Francesco è l’Argentina che ha resistito all’orrore della Scuola di Meccanica, ai traffici dei Gelli e degli Elia Valori e di tante mezze tacche prezzolate che si autonominavano “fascisti”, ultimo lo hobbit Alemanno.

Francesco, come Guevara, guarda all’umanità, ai sofferenti, ai poveri e chi ha osato offenderlo con una strage, non ha la dignità di essere chiamata guerra, come accadde dopo la visita di Peres e Mazen, farà i conti con la Storia.

Oggi è Putin che guarda a oltre Tevere, dopo che Francesco ha tagliato il ponte che improvvisati tramatori nostrani avevano gettano nel Cremlino, pontieri di una parte (meglio dire una banda) di difficilissima lettura.

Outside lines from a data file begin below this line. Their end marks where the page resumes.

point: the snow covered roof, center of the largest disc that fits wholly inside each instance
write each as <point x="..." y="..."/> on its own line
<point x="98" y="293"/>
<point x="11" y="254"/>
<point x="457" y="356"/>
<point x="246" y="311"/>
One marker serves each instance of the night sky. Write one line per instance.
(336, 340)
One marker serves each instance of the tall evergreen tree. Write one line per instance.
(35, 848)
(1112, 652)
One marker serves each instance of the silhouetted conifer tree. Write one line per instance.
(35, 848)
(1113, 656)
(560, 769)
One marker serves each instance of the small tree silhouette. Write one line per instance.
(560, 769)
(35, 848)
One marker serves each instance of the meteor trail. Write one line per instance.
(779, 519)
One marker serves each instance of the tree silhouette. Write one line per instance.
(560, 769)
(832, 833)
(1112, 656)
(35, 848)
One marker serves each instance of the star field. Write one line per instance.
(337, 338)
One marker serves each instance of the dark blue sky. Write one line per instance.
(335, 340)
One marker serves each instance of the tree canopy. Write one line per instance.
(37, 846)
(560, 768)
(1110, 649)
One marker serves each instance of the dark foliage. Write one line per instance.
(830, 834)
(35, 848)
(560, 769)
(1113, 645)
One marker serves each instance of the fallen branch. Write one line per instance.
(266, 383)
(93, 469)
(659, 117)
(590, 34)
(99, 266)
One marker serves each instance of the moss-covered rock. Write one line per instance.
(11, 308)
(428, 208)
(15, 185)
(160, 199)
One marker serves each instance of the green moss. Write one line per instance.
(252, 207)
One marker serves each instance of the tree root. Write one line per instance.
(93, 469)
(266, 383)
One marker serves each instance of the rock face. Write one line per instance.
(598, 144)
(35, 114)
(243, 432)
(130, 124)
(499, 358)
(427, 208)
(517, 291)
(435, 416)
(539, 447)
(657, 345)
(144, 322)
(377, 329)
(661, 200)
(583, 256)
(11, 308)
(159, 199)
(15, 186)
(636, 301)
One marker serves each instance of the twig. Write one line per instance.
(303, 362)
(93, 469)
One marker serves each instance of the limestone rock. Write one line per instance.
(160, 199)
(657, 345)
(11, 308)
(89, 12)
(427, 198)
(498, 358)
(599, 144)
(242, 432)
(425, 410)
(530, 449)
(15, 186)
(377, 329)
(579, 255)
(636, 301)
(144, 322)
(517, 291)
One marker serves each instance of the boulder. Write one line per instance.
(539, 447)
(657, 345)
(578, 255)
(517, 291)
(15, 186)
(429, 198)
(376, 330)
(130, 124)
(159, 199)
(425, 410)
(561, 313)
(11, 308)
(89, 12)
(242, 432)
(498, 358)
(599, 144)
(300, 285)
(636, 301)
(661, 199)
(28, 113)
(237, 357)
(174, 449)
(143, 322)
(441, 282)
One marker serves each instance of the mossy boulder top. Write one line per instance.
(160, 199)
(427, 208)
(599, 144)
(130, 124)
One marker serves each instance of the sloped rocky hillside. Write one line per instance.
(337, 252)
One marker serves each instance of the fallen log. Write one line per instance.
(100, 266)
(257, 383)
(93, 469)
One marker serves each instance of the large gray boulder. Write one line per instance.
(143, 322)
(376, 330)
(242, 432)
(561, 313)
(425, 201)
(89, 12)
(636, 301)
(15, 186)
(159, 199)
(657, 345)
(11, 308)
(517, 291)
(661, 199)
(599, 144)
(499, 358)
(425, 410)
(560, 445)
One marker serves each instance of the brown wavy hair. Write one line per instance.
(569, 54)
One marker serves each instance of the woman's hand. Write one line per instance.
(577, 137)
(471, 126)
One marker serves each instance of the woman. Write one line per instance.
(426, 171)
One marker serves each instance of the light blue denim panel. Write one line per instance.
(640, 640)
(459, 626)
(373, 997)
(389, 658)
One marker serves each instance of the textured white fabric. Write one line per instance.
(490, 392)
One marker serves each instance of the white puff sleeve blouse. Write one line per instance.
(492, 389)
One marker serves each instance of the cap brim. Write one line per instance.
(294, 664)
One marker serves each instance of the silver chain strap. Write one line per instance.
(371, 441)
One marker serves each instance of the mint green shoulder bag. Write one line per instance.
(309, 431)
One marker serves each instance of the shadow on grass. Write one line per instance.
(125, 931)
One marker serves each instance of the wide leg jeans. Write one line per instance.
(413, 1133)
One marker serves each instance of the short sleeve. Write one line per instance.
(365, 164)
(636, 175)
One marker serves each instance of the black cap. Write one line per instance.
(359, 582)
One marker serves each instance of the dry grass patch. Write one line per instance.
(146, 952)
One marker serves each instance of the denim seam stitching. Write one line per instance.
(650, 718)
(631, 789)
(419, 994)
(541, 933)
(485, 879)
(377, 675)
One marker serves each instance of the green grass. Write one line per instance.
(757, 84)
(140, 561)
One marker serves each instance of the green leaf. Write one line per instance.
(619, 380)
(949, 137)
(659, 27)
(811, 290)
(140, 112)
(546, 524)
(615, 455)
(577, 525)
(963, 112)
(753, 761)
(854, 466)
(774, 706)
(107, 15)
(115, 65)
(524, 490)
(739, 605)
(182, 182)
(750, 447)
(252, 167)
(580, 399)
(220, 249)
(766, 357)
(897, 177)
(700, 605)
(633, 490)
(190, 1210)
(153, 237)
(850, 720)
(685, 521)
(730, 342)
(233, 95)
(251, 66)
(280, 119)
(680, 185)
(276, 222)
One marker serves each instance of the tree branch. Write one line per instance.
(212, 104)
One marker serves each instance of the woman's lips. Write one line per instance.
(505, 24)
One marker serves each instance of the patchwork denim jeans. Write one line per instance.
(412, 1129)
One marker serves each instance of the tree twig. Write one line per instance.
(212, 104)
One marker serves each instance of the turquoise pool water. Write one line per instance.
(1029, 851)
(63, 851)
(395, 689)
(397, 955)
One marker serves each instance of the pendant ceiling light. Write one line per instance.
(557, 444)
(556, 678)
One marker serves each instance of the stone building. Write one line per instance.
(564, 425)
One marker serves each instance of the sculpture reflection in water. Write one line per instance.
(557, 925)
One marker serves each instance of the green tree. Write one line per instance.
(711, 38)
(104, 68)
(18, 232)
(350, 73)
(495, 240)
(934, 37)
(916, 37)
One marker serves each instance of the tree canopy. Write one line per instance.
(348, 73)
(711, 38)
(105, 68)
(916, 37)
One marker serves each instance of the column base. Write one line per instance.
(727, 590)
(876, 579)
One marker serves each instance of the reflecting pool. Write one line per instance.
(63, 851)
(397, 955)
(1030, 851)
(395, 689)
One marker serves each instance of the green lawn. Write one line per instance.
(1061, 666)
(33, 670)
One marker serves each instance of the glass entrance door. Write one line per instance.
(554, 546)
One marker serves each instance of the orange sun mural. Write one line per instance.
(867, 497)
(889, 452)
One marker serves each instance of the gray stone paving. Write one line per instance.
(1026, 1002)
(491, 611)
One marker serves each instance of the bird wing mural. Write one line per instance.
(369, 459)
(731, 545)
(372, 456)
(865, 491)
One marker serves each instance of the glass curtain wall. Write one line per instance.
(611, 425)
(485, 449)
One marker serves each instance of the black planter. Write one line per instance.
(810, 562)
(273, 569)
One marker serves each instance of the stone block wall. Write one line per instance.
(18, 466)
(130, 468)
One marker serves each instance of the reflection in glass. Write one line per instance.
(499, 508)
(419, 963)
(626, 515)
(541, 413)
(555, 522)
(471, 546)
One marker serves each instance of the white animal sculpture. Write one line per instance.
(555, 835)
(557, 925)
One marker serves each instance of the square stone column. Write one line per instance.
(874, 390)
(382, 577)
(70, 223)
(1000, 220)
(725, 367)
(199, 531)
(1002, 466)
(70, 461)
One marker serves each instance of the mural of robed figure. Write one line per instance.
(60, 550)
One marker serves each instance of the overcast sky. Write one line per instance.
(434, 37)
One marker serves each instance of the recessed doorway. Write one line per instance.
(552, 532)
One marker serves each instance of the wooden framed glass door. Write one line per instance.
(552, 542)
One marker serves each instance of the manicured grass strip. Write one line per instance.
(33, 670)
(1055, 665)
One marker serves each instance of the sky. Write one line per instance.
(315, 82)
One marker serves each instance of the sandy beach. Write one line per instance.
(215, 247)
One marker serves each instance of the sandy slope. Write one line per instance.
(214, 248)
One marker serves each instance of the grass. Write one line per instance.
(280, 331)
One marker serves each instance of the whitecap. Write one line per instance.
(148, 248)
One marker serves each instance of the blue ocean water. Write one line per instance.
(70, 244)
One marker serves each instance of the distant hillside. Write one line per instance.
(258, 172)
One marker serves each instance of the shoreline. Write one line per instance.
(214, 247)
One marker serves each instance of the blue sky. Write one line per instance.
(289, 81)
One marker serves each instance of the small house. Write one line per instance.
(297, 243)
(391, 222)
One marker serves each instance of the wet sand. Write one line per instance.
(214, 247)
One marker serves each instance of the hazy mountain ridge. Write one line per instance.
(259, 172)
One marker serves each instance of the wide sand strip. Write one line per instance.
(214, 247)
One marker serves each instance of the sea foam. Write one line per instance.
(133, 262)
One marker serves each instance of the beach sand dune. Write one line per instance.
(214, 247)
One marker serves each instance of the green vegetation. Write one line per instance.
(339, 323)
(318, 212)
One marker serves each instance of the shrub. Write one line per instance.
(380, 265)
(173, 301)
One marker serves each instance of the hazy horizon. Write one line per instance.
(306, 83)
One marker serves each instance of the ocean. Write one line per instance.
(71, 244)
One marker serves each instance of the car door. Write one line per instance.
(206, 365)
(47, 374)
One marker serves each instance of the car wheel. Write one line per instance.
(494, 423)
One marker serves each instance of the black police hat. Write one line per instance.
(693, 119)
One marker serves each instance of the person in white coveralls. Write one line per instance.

Rivendichiamo in proposito, con un certo orgoglio, di avere da più di diciotto mesi guardato e indicato in San Pietro il luogo più idoneo in cui ragionare sull’attualità, non di mestare per le proprie tasche e chi ha orecchie per intendere, intenda.

La redazione

P.S. La marea rosso bruna che monta in Europa (certo i rubli valgono pochino oggi come oggi) foraggiata da un uomo disperato e auspicata da uomini confusi, è nemica di Francesco e il gesuita non è uno che porge l’altra guancia.